Right now Monero is facing claims of a 51% attack, reportedly using rented hash power from Qubic. Whether every detail is true or not, it’s causing a lot of FUD in the community. The fact remains that with enough hash rate, a short-term 51% attack on a proof-of-work coin is technically possible. This allows an attacker to reorganize the chain, double-spend, or censor transactions. As mining becomes more centralized and hash power easier to rent, these risks could grow over time.

Nano avoids this specific problem by not using proof-of-work for consensus. Instead, it uses Open Representative Voting, where each account chooses a representative, and voting power is based on the amount of Nano held. In theory, this could make short-term attacks harder because an attacker would need to control more than 50% of the total voting weight, which would require buying or controlling a huge amount of Nano — something that may be more difficult than renting mining hardware for a few hours or days.

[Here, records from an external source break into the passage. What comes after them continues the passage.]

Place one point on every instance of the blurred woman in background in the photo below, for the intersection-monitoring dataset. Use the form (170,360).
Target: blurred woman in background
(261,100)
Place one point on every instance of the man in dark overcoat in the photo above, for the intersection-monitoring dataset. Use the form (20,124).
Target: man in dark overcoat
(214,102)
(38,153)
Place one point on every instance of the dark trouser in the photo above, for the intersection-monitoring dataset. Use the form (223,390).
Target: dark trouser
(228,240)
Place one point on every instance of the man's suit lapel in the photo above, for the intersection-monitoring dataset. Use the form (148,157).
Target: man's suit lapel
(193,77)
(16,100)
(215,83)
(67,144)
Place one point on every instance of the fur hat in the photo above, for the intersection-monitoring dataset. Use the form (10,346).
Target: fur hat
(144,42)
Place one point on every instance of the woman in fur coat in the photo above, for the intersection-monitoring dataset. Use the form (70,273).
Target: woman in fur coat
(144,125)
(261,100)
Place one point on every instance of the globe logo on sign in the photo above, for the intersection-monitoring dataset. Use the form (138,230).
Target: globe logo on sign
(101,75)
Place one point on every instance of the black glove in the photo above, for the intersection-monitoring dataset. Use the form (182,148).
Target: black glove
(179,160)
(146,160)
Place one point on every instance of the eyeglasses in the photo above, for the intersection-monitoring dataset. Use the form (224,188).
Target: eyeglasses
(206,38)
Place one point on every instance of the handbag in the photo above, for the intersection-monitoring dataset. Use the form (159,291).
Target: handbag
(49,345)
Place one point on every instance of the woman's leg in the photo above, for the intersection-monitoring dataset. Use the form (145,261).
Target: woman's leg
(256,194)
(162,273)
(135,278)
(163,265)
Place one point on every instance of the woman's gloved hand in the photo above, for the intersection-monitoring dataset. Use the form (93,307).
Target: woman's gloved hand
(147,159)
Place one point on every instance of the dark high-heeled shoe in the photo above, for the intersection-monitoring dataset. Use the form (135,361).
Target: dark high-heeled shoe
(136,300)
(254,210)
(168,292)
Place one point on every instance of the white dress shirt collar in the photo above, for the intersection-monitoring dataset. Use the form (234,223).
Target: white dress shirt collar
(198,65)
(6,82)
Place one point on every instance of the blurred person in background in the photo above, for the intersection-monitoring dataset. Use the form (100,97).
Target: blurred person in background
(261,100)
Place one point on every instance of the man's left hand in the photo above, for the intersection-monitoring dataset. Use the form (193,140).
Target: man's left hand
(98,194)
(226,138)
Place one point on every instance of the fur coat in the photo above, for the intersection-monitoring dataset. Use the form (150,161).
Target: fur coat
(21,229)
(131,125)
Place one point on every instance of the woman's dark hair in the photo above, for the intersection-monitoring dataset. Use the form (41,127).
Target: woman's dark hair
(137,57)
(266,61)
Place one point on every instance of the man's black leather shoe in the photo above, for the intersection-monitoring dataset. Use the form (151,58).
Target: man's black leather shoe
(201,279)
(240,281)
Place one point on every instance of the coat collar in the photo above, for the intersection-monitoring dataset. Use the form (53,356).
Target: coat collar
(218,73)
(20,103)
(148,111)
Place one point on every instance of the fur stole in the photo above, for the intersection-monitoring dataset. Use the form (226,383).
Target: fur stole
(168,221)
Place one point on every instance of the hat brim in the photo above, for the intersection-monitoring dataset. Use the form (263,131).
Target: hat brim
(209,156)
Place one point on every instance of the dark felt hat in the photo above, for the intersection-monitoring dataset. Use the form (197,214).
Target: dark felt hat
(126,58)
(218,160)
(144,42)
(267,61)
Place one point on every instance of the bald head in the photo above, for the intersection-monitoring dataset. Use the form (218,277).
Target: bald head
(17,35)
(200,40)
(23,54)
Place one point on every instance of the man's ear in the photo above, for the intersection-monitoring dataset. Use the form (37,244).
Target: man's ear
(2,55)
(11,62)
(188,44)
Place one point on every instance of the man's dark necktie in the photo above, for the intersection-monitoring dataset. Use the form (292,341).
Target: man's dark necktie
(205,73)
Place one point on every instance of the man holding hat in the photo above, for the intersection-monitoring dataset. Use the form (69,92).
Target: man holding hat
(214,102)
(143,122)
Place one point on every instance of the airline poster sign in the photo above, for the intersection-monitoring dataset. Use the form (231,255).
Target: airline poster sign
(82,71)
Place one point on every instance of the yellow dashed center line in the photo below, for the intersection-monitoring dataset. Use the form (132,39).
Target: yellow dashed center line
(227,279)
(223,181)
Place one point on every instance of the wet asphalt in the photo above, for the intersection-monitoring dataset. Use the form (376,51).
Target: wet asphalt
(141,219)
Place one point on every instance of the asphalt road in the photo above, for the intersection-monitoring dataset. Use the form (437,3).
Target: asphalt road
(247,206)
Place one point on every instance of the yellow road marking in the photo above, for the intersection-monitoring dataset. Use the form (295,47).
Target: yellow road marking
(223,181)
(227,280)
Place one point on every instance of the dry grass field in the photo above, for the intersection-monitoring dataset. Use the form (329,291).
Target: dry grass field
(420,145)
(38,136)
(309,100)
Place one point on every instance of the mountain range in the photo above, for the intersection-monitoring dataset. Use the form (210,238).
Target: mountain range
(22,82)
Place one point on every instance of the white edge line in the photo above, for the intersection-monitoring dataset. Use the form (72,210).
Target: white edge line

However, Nano still has its own potential risks: • „Too much“ voting power in a small number of representatives • A small number of wallets holding big amounts of the supply • Dependence on representatives who operate voluntarily without direct rewards

These risks can potentially be reduced by: • Spreading voting power across many smaller, reliable representatives • Encouraging more users to run their own representatives • Supporting wider distribution of Nano so voting power isn’t concentrated

TLDR: Monero’s alleged 51% attack shows PoW coins can be hit if enough hash power is controlled. Nano’s system could make such attacks harder, but it still faces risks from centralization of representatives and supply.

What do you think? Are PoW-based coins more at risk long-term, or do you see weaknesses in Nano’s system that could be just as dangerous? And what solutions do you propose long-term?